The soldier scene benefited from FrameStore’s 3-D expertise from working on “Walking With Dinosaurs,” the acclaimed documentary that aired on the BBC last fall and on U.S. cabler Discovery in April, Walkinshaw says. The Jim Henson Co. pitched in to help out on a scene involving the Harpies, monsters with the bodies of women, and the wings and talons of birds.
While still rooted in mythology, the demands of “Arabian Nights” on the FrameStore crew were quite different, requiring more effects on human characters and fewer beasts.
The best example is the genie characters, the Ring Genie and the Lamp Genie, played by John Leguizamo. Each had to appear and disappear in way that kept with their personalities.
“They had to be very different characters,” she says. “The Lamp Genie had to be very dramatic and intimidating, while the Ring Genie was more comical,” she says. “The Lamp Genie was very dark; one of the best effects.”

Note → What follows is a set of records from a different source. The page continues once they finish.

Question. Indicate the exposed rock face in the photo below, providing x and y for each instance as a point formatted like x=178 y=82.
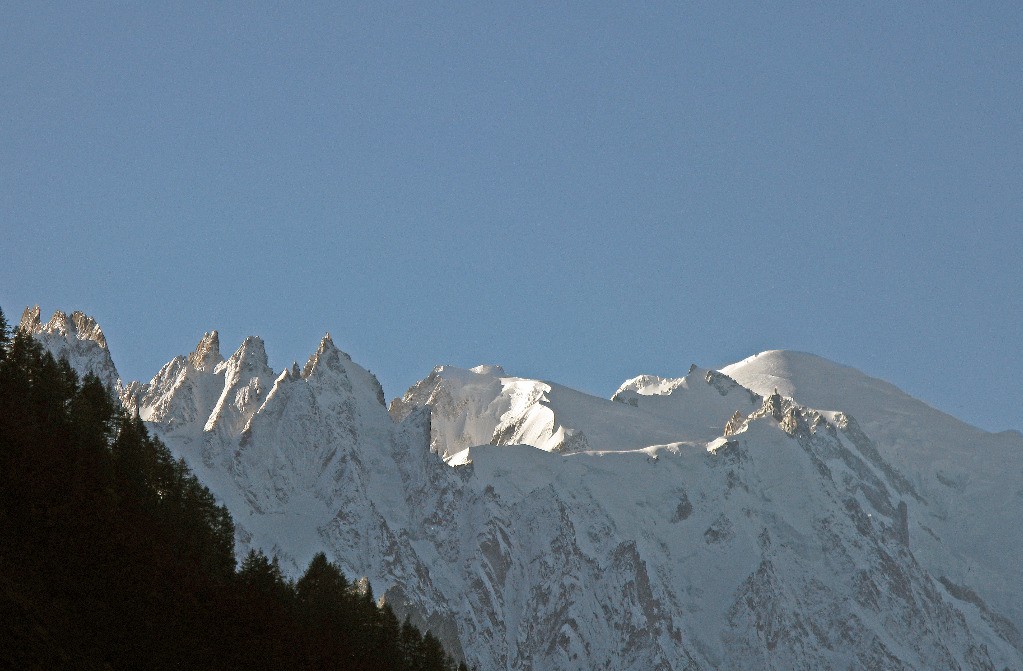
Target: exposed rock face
x=693 y=525
x=77 y=339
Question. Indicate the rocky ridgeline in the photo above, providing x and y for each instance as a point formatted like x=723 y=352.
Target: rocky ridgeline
x=694 y=524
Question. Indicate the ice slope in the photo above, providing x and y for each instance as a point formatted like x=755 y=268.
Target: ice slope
x=785 y=544
x=484 y=405
x=966 y=518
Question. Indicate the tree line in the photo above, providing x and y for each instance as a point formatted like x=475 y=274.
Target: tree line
x=113 y=555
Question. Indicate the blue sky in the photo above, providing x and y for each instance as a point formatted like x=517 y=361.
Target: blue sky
x=579 y=191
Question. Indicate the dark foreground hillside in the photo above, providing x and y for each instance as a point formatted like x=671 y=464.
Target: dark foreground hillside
x=115 y=556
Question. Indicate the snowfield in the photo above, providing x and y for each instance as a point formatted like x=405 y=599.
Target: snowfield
x=784 y=512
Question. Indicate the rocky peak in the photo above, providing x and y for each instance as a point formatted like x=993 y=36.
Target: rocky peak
x=251 y=356
x=207 y=354
x=88 y=328
x=326 y=356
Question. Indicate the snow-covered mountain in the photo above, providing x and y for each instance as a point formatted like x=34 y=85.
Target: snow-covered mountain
x=704 y=522
x=77 y=339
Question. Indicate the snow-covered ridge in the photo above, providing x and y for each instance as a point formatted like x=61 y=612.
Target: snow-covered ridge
x=78 y=339
x=752 y=518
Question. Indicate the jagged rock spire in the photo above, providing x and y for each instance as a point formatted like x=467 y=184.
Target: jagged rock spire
x=207 y=354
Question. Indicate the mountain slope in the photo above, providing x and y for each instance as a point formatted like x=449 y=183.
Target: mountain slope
x=697 y=525
x=968 y=479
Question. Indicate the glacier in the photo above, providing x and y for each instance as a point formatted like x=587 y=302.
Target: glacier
x=782 y=512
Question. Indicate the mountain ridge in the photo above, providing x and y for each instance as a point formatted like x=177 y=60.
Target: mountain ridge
x=750 y=531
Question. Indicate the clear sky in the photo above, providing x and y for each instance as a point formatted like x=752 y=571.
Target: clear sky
x=579 y=191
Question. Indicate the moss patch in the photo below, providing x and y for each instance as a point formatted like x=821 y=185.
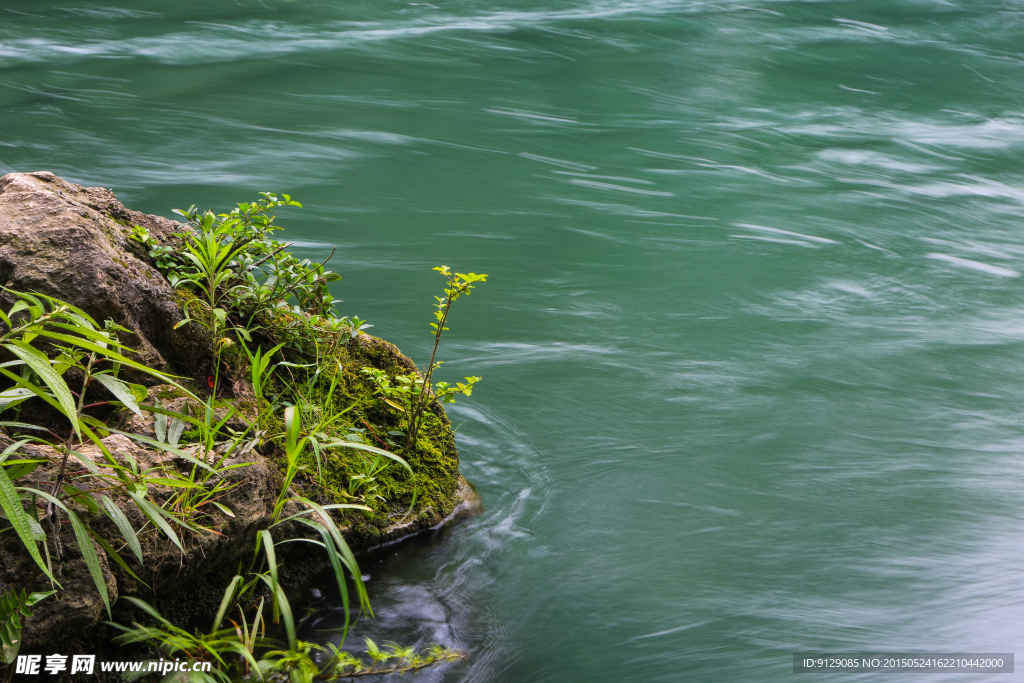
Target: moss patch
x=434 y=460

The project shot for 18 weeks and had 20 weeks for post-production with the f/x work on the project supervised by France’s Eve Ramboz Also working on the project was Media Lab in Paris, which handled the flying carpet sequences, and more help from Henson.
“One of the biggest challenges when working with Steve Barron, the director, was he very much wanted to bring to life a whole style. But he leaves it to you to bring creativity to it,” Walkinshaw says.
Not all effects are run through a computer processor, and even those that are need to merge seamlessly with physical effects.
That’s where Jim Francis comes in. At first, the demands of supervising effects for “The 10th Kingdom,” a series retelling European myths and fairy tales, was an intimidating project.
“When I read the scripts, I was absolutely bowled over by the content because it covered virtually every effect I’d ever done,” he says.
A strong believer in the need for physical effects to combine seamlessly with CG, Francis had to play a bit of catch-up in joining the crew six weeks after computer f/x work had begun.
Particularly difficult was a scene in which the dwarves create time-traveling mirrors mined from quicksilver. The shot was originally planned to use a CG effect and blue screen, but with more than 80 extras in the live-action shot, it was deemed too difficult, Francis says.
Instead, the scene was changed so the mirror emerges from its molten birthplace encrusted with crystals that explode off to reveal the mirror inside, he says. That way, the CG and physical elements could be more easily and better combined.
But other problems developed as they had to figure out how to blow off the crust without endangering actors who were only 10 feet from the blast, he says.
The final decision was to make the encrusted mirror of the same resin used in breakaway bottles, which turned to harmless dust when detonated.